I tried my hand a making a couple of wedding bands for our upcoming trip out of the country. I wanted something less flashy than gold and diamonds. I think they turned out nice and am wondering what kind of finish should be used on them. It would be nice to have something that stands up to water and everyday wear and tear. Any ideas?


----------



## mikespenturningz (Apr 16, 2013)

I am not sure what to finish with but those came out nice.


----------



## longbeard (Apr 16, 2013)

Those turned out awesome.
What about WTF?


----------



## vanngo5d (Apr 16, 2013)

Those look great, I told my wife i was going to replace my wedding band with a wood one.

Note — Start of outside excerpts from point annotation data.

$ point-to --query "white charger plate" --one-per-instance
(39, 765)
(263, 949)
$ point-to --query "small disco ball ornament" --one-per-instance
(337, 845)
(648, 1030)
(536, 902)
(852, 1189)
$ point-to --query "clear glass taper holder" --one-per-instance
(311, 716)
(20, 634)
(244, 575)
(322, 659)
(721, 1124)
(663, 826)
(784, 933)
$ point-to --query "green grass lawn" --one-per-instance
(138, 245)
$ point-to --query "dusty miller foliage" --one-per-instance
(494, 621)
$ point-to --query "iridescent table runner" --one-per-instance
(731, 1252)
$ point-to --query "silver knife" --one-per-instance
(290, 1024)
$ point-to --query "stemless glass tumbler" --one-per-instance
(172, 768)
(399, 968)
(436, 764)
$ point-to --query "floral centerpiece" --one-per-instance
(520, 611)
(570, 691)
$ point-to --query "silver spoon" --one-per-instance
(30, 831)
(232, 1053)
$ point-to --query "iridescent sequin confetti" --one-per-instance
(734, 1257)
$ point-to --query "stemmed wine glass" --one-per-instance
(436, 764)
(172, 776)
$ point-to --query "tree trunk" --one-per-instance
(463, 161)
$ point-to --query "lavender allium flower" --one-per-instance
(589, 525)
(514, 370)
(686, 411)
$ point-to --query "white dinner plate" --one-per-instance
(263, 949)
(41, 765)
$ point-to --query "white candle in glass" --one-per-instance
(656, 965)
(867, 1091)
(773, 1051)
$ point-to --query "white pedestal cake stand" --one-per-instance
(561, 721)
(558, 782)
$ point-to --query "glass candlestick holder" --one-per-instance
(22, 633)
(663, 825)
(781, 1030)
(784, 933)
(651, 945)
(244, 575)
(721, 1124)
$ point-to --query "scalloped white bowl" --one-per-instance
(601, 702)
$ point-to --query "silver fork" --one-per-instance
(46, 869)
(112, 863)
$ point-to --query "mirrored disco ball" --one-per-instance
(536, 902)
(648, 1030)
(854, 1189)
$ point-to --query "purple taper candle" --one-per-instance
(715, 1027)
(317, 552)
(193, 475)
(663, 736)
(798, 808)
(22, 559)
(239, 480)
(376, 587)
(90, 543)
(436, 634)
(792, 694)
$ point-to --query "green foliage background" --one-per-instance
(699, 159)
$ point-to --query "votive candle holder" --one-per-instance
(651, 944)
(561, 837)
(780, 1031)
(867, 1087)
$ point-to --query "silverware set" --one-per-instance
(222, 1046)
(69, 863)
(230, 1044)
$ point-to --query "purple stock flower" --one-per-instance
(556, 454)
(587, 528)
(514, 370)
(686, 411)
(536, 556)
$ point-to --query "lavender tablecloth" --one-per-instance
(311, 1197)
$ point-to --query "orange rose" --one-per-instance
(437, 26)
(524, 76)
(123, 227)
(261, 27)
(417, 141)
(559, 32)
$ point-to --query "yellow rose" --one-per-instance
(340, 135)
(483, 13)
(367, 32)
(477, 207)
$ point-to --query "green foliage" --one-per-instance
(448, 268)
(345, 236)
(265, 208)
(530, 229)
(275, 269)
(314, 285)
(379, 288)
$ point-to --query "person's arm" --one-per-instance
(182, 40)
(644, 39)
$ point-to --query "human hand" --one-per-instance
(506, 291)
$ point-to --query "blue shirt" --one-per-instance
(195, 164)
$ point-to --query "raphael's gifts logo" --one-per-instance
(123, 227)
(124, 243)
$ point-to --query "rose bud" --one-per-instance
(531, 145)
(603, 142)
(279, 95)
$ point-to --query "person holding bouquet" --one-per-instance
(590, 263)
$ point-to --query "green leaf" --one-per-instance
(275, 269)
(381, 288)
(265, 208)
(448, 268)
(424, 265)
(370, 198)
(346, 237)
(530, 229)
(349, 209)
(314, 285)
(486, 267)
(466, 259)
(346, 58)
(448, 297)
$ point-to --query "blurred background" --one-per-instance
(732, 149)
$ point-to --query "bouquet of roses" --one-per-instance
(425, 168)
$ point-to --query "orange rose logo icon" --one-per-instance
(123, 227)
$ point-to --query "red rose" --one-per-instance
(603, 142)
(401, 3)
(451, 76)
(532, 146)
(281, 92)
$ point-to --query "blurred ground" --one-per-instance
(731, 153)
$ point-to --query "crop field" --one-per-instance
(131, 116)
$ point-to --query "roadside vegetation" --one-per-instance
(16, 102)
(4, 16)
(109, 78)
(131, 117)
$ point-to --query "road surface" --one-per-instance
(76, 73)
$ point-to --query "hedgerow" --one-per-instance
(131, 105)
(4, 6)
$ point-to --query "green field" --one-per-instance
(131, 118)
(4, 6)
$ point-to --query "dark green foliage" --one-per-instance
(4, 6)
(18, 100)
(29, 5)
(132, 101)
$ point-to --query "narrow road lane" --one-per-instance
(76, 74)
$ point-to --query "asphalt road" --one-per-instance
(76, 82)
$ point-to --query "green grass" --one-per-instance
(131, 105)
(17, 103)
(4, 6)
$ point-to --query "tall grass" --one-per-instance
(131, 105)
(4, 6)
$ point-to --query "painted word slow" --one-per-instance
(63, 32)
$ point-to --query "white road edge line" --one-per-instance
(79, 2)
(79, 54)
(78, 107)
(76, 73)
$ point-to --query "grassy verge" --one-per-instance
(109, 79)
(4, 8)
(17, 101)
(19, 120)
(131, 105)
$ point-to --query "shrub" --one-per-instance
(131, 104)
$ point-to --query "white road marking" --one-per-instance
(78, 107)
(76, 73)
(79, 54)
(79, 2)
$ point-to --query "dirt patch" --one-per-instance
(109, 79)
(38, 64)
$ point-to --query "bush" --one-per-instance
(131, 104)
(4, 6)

I did a ring with Texas ebony, Finished it with Ca been wearing daily for the last 7 months still looks good.

Don Vann


----------



## firewhatfire (Apr 16, 2013)

how did you do it?   I have an idea but would like to have a professional opinion.


----------



## brownsfn2 (Apr 17, 2013)

Those are really nice.  Is the wood stabilized? I would worry that the burl would not be strong enough for the material to be that thin.  I have made a couple of rings for my 9 year old daughter since left over pen cut offs fit just fine.  I have not tried wood yet.  

I was thinking about it and I would put CA on it for a finish but I put mine on a taper to hold them while I sand and finish.  I would assume that CA would stick.  Maybe a delrin taper.  Not sure though.  (...and now I am rambling)

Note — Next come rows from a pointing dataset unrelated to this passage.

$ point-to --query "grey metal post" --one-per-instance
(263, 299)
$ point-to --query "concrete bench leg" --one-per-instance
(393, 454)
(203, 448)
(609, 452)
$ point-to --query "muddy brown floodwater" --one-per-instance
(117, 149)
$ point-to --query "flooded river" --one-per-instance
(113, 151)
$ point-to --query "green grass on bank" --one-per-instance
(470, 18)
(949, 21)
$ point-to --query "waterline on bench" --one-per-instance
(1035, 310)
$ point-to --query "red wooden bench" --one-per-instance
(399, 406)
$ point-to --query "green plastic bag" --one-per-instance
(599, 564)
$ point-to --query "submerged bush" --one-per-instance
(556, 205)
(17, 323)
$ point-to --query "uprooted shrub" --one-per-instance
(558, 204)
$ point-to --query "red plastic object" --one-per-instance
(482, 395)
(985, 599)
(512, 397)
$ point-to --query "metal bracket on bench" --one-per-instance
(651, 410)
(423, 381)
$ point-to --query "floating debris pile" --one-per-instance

Really great job.  Those look good!


----------



## drgoretex (Apr 17, 2013)

Beautiful!  

I would be thinking CA finish for wear and tear.


----------



## Justturnin (Apr 17, 2013)

I would try some type of polymerizing oil like Minwax Antique Oil or 100% Tung oil.

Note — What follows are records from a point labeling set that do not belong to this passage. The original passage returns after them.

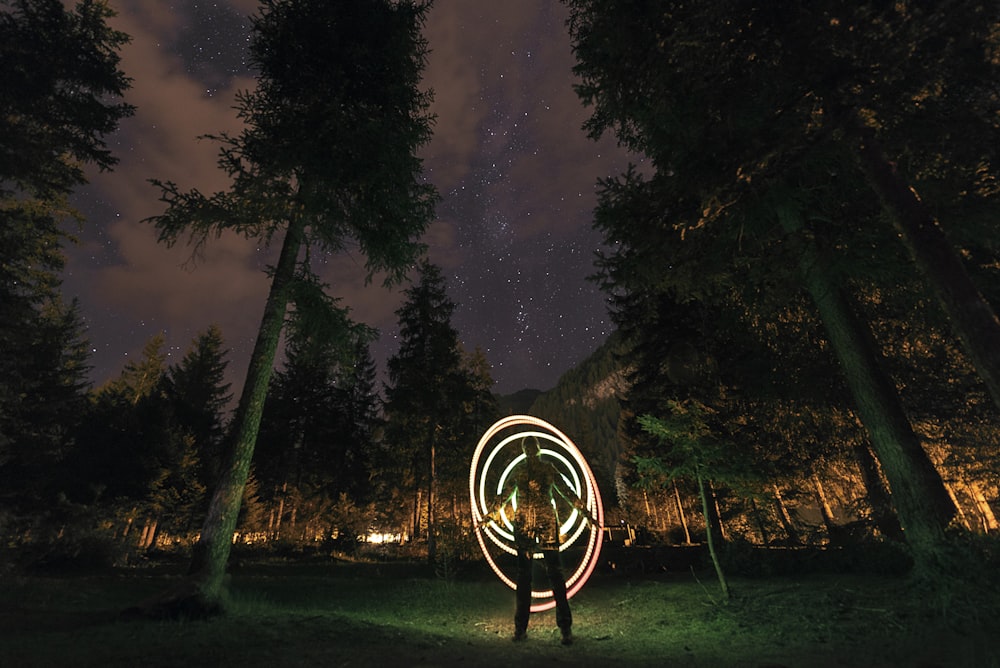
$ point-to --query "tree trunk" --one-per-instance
(765, 537)
(716, 515)
(680, 512)
(983, 506)
(972, 318)
(918, 492)
(833, 530)
(709, 537)
(785, 518)
(431, 500)
(883, 514)
(211, 553)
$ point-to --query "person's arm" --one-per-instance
(573, 500)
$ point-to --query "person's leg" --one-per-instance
(523, 593)
(564, 618)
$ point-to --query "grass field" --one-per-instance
(398, 614)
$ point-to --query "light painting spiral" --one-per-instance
(496, 457)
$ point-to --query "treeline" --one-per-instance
(804, 269)
(128, 467)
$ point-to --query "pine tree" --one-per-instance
(426, 386)
(60, 95)
(327, 159)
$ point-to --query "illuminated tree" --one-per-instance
(200, 399)
(749, 114)
(326, 160)
(695, 452)
(425, 391)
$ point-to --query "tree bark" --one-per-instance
(712, 551)
(972, 318)
(883, 514)
(918, 492)
(211, 553)
(785, 519)
(431, 502)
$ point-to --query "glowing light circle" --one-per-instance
(484, 478)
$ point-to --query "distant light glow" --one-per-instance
(575, 471)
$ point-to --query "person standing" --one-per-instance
(535, 494)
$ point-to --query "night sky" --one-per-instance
(516, 174)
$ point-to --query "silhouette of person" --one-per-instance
(536, 493)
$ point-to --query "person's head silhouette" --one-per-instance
(531, 447)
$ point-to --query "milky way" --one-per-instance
(515, 172)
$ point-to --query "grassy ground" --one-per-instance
(346, 614)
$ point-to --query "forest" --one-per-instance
(802, 271)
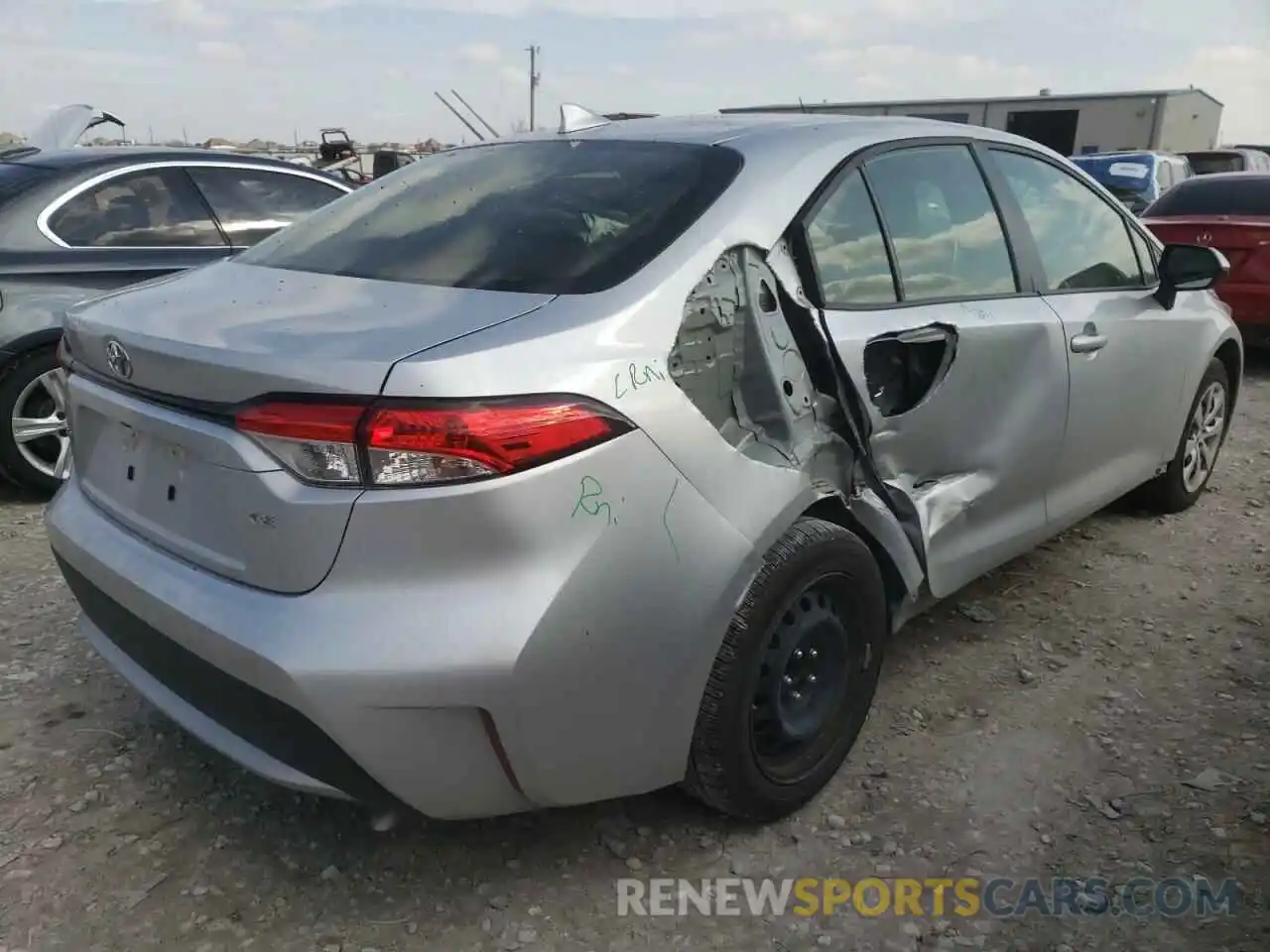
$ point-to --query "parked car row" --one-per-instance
(1218, 198)
(1230, 212)
(571, 466)
(79, 222)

Those are amazing by the way.


----------



## carpblaster (Apr 17, 2013)

:banana:thats nice,i got to do another one,made one from walnut for the wife then she lost it till a grand daughter was wearing it


----------



## Chasper (Apr 17, 2013)

I would make the wood bands a little oversized on the inside and embed them in a block of clear resin.  Then turn the resin down so that when the rings are finished all of the wood remains totally encased.  Basically do a turning, pour resin around it, and then turn it again leaving only the resin exposed to the elements.


----------



## Haynie (Apr 17, 2013)

Good job and good idea.

My wedding band was stolen off my work station while I was working on a boat.  Considering both mechanics were in the boat with me no telling who it was.  This was 5 years ago and I still feel rotten.


----------



## Fishinbo (Apr 18, 2013)

Those rings are fancy. The Amboyna is just gorgeous. Great pieces of jewelry, truly a keeper!


----------



## nava1uni (Apr 18, 2013)

I would use a polyurethane finish that will hold up to the elements.


----------



## Erik831 (Apr 30, 2013)

This is one of the rings I make .. I always use CA for all rings and finish holds up very well.


----------